Comme chacun, j'imagine, je trimballe des blessures, des traumatismes assez profonds, mais le zen et la prière m'aident considérablement. Notamment la pratique que je conseille à mes enfants: laisser passer! Dès qu'une émotion, une colère, un chagrin, de la jalousie, se lèvent, laisser passer sans rien rejeter ni rien saisir. Mille fois par jour, laisser passer. Sur le terrain de la vie intérieure, les progrès s'accomplissent millimètre par millimètre. Il y a un malentendu qui fait croire que la joie inconditionnelle est permise une fois seulement que tous nos problèmes sont réglés de manière définitive, mais la joie inconditionnelle c'est là, tout de suite, avec les problèmes du jour. Apprendre à co-habiter avec l'inconfort, voilà le défi joyeux qui nous attend chaque jour au réveil.

Vous avez fêté vos 40 ans. L’âge de l’apaisement?

Nous sommes d'éternels progressants. Chaque jour, il nous faut mourir à nous-mêmes pour renaître renouvelés. Sur le chemin, il n'y a pas de recettes ni modes d'emploi et pas de baguettes magiques non plus. Le défi c'est de persévérer chaque jour, d'oser une fidélité à la pratique. Ce qui m'aide, pour ma part, c'est de m'être engagé auprès de mon père spirituel à méditer au moins une heure par jour. Depuis cinq ans, jamais je n'ai dérogé à la règle. Je m'apprête, d'ailleurs, à faire trois mois de retraite, histoire de passer le cap. Dans la vie, il y a peu de chose que nous maîtrisons, autant se donner toutes les chances grâce notamment à une pratique quotidienne.

La médecine bénéficie aujourd’hui des progrès fulgurants de la technologie, dans le traitement des données, les méthodes d’investigation, les instruments pour réparer l’homme ou pour augmenter ses capacités. Que pensez-vous de ces évolutions?
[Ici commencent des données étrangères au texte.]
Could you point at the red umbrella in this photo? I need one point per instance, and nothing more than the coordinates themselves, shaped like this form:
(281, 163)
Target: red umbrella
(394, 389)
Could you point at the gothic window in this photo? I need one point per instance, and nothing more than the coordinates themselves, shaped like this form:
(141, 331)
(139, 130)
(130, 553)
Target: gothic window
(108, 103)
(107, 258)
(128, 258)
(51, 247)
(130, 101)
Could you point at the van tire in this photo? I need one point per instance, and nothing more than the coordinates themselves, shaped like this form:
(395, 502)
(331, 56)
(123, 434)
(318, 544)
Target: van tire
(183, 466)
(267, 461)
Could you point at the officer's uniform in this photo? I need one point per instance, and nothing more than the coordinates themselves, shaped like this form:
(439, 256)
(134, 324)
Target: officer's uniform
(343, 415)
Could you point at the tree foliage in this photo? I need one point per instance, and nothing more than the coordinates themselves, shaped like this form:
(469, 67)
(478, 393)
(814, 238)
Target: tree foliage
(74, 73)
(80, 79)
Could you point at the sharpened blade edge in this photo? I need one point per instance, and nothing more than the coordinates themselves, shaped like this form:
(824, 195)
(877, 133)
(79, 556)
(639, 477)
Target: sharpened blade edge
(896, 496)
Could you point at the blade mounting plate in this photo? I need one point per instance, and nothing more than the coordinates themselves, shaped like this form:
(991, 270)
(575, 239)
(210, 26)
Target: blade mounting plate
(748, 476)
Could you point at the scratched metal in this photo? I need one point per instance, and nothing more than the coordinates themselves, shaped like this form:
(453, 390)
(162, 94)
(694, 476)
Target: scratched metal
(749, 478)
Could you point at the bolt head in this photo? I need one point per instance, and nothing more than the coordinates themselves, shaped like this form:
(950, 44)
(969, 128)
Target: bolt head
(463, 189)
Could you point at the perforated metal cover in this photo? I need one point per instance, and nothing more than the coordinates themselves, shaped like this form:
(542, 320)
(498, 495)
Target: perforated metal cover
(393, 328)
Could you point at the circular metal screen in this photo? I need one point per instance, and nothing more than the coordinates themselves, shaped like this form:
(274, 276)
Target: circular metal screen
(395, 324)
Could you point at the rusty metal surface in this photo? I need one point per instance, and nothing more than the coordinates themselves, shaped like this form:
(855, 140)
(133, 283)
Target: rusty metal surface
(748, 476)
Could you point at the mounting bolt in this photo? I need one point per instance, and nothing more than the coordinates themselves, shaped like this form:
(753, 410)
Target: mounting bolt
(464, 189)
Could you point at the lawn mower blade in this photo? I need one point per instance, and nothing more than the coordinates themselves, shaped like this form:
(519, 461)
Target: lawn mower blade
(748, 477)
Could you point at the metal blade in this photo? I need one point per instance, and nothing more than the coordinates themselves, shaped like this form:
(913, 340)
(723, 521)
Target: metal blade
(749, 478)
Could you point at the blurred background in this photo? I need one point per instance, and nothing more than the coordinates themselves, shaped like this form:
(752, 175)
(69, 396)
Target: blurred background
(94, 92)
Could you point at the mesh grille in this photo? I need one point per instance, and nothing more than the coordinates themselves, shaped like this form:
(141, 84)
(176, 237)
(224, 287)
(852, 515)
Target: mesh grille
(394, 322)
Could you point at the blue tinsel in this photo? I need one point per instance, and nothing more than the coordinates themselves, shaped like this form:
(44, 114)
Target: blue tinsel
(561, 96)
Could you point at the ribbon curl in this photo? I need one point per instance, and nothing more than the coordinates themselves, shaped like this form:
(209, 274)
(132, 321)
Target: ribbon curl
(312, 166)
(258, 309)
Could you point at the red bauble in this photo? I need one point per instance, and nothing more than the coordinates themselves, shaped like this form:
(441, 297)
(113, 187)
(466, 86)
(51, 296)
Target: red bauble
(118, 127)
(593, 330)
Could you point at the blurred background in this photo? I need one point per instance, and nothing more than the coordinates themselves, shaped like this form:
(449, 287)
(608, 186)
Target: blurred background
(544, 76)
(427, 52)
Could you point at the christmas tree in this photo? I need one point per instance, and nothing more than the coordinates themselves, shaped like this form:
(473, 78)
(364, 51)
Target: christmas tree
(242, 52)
L'urgence est de déraciner les causes de la souffrance et de travailler pour une société plus juste, davantage solidaire. La médecine et les progrès scientifiques doivent être mis au service du plus grand nombre. C'est un scandale que des enfants, des hommes et des femmes meurent faute de moyens et n'aient pas accès à des traitements qui existent bel et bien. Vivre mieux est des plus souhaitables, vivre meilleur, c'est-à-dire se parfaire intérieurement, est essentiel pour apprécier la vie, se rapprocher des autres et traverser sans aigreur les hauts et les bas de l'existence. Voilà qui est assurément le signe de la grande santé!